Community rating is a policy that controls the price of premiums for individuals with high-risk medical conditions. Usually an insurer would charge very high premiums to individuals that are most likely to get sick. Community rating prevents this practice, and the policy has  usually been accompanied by a guaranteed issue provision that prevents insurers from denying these individuals coverage. The intent is to expand affordable care to all individuals, but a basic economic theory called adverse selection warns that these policies quickly lead to a train wreck, or what in formal economic literature is called the death spiral.

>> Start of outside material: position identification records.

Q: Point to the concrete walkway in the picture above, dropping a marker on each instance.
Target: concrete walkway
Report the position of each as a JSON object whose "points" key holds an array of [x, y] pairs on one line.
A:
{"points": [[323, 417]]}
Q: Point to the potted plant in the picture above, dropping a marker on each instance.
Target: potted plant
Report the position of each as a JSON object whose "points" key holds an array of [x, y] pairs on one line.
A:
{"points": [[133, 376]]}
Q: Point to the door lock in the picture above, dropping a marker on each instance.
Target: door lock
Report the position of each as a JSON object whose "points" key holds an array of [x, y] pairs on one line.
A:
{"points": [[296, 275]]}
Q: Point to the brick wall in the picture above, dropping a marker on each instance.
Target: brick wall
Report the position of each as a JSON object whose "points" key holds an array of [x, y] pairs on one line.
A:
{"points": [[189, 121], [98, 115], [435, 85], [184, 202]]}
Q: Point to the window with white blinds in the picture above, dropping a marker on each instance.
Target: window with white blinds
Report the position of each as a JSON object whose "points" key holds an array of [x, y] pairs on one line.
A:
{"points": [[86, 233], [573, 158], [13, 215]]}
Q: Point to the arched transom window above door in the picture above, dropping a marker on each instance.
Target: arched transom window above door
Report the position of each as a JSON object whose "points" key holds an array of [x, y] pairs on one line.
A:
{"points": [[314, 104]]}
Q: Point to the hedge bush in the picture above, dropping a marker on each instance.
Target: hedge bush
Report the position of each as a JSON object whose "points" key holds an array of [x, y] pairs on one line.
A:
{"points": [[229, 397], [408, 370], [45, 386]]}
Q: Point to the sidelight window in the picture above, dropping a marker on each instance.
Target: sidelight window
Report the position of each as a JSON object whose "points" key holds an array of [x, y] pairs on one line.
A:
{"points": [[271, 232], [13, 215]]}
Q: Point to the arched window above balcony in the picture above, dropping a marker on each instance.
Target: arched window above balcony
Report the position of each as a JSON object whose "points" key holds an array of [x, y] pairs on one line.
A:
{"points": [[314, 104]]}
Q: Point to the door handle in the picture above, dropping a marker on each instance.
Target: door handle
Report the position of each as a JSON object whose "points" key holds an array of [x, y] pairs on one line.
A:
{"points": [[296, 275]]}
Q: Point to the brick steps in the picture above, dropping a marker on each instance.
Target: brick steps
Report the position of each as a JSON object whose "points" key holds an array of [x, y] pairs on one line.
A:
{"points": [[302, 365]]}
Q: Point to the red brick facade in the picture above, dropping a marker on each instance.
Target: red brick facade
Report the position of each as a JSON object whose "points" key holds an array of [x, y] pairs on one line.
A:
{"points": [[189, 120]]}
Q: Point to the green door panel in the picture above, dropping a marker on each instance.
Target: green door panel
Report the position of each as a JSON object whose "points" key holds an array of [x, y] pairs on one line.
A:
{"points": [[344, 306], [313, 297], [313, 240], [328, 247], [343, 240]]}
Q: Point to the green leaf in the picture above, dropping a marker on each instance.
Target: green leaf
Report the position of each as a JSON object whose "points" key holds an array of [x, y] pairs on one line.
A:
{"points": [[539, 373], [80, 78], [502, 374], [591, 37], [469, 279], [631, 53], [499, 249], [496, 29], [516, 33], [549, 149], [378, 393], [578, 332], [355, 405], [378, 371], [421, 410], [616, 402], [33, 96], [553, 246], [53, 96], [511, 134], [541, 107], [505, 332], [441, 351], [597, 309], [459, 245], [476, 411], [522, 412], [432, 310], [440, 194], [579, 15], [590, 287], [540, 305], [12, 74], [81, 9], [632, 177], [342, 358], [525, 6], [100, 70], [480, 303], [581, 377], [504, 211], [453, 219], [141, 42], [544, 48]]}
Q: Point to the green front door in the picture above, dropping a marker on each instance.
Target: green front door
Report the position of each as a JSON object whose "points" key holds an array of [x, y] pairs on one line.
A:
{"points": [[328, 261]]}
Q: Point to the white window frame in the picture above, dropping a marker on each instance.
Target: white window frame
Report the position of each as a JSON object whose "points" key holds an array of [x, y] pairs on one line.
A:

The spiral starts when high-risk individuals take advantage of their new low-price premium options. Insurers are then forced to raise the average premium in order to maintain enough revenue to cover their expensive medical procedures. As rates go up, healthy individuals will decide to drop their coverage, since they don’t expect to need as much care as they are paying for. As the low-risk group drops out, premiums increase again, and the next lowest-risk group drops out. Premiums increase again, and the worm-hole sensation starts to set in.

The AHIP report confirms that the death spiral is a real thing. Seven out of the eight states that enacted the policy did not see any significant decrease in the uninsured population, and most saw premiums increase substantially. Kentucky and Maine were two of the states that experienced very serious collapses in insurance markets, with many firms exiting the market altogether. Massachusetts is the only state that has actually increased insurance coverage because of the laws. This was only accomplished with the use of an individual mandate, which is currently under review by the Supreme Court as part of PPACA, and may be ruled unconstitutional.

The upshot is that insurance markets are fragile, and regulatory policies can quickly upset the natural balance of things. If we want to expand coverage, then innovative policies need to be tested that will prevent the death cycle, improve care, and allow the markets to live long and prosper.